At its heart, LINX is a hardware abstraction layer that allows you to have a single LabVIEW interface to a variety of different hardware devices. Depending on the device, you can access it in one of two ways: Remote or Local I/O.

Remote I/O

Remote I/O works by running LabVIEW VIs on the development PC. In this configuration the LINX VIs send commands to LINX firmware running on a device connected to the development computer by a USB, WiFi, or ethernet connection. These commands tell the firmware to perform pre-defined actions such as reading an analog input or setting a digital output high. Devices that use Remote I/O are arduinos, chipKITs, ESP8266s, and many others. Details on how the protocol works and information on specific commands is available here.

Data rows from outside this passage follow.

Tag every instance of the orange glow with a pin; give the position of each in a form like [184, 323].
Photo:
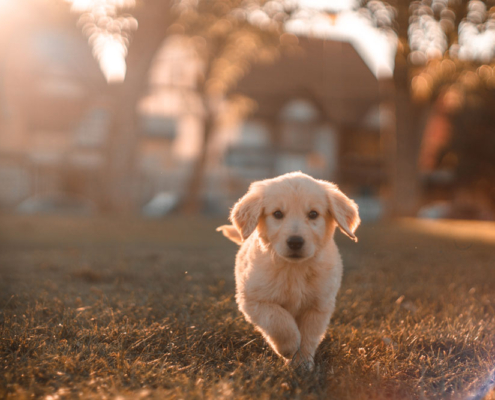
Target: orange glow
[109, 44]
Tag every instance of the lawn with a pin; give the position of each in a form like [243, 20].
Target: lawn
[145, 309]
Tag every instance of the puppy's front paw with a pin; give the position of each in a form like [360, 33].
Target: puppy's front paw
[301, 362]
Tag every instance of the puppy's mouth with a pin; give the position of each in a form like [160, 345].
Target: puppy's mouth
[295, 257]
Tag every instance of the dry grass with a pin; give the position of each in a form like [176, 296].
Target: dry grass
[139, 309]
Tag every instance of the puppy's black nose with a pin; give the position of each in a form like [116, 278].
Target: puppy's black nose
[295, 242]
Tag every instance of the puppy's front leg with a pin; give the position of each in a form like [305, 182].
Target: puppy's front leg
[277, 326]
[312, 325]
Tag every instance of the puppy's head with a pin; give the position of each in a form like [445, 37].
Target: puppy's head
[294, 214]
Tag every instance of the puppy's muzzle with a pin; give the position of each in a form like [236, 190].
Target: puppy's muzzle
[295, 242]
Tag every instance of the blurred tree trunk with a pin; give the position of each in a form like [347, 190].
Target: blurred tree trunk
[404, 149]
[192, 202]
[121, 172]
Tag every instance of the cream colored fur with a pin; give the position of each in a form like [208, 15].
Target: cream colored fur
[290, 300]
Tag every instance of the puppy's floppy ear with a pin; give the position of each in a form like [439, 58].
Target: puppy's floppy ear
[343, 209]
[247, 211]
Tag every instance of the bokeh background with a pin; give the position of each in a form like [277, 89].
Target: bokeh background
[129, 128]
[157, 107]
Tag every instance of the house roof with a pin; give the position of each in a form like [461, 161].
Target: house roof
[329, 73]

The LINX firmware (source code available here) can be built for many different devices. A list of the currently supported devices and their IDs is available here. A reference to many of the functions in the firmware source code is available here.

Custom commands can be added to the LINX firmware. This is useful if you want to make a new firmware library available for use by LINX. A guide to creating custom commands in the LINX firmware is available here.

Local I/O

Local I/O is used on devices that can execute LabVIEW VIs directly without help from a development PC. Devices that use Local I/O are myRIO, Raspberry Pi 2/3, and BeagleBone Black.